En revanche, dans une position politique interne proéminente opposée à l'Iran et au Hezbollah, le bloc « République forte » a publié une déclaration détaillée à l'issue d'une réunion présidée par le chef des Forces libanaises, Samir Geagea, exprimant son « rejet absolu de toute tentative de lier l'avenir du Liban à l'axe iranien. Le Liban ne peut pas être attaché aux projets d'autrui ou devenir une scène pour régler leurs comptes ; il doit être lié exclusivement à sa constitution, ses institutions légitimes et son intérêt national suprême. » Les participants ont réaffirmé leur plein soutien au processus de négociation mené par le président Joseph Aoun, en coordination avec le premier ministre Nawaf Salam, le considérant comme la seule voie pour échapper aux guerres au Liban et parvenir à un véritable État qui restaure les relations arabes et internationales du Liban.
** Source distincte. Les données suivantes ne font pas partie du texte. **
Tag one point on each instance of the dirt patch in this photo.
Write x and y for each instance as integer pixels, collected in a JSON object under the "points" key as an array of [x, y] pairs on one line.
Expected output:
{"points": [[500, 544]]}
Ils ont ajouté que le cessez-le-feu devrait servir d'occasion pour achever l'extension de l'autorité de l'État sur tout son territoire et limiter les armes à l'État, en parallèle avec la mise en œuvre des résolutions de Washington, qui seules conduiraient au retrait israélien des territoires libanais, consolidant ainsi pleinement, enfin et irréversiblement la souveraineté libanaise, insistant sur le fait que la demande principale et ultime des citoyens libanais est de fermer définitivement le chapitre des guerres, et que le seul chemin pour y parvenir est de mettre fin à toutes les conditions illégales qui causent ces guerres, au premier rang desquelles la situation militaire et sécuritaire du Hezbollah.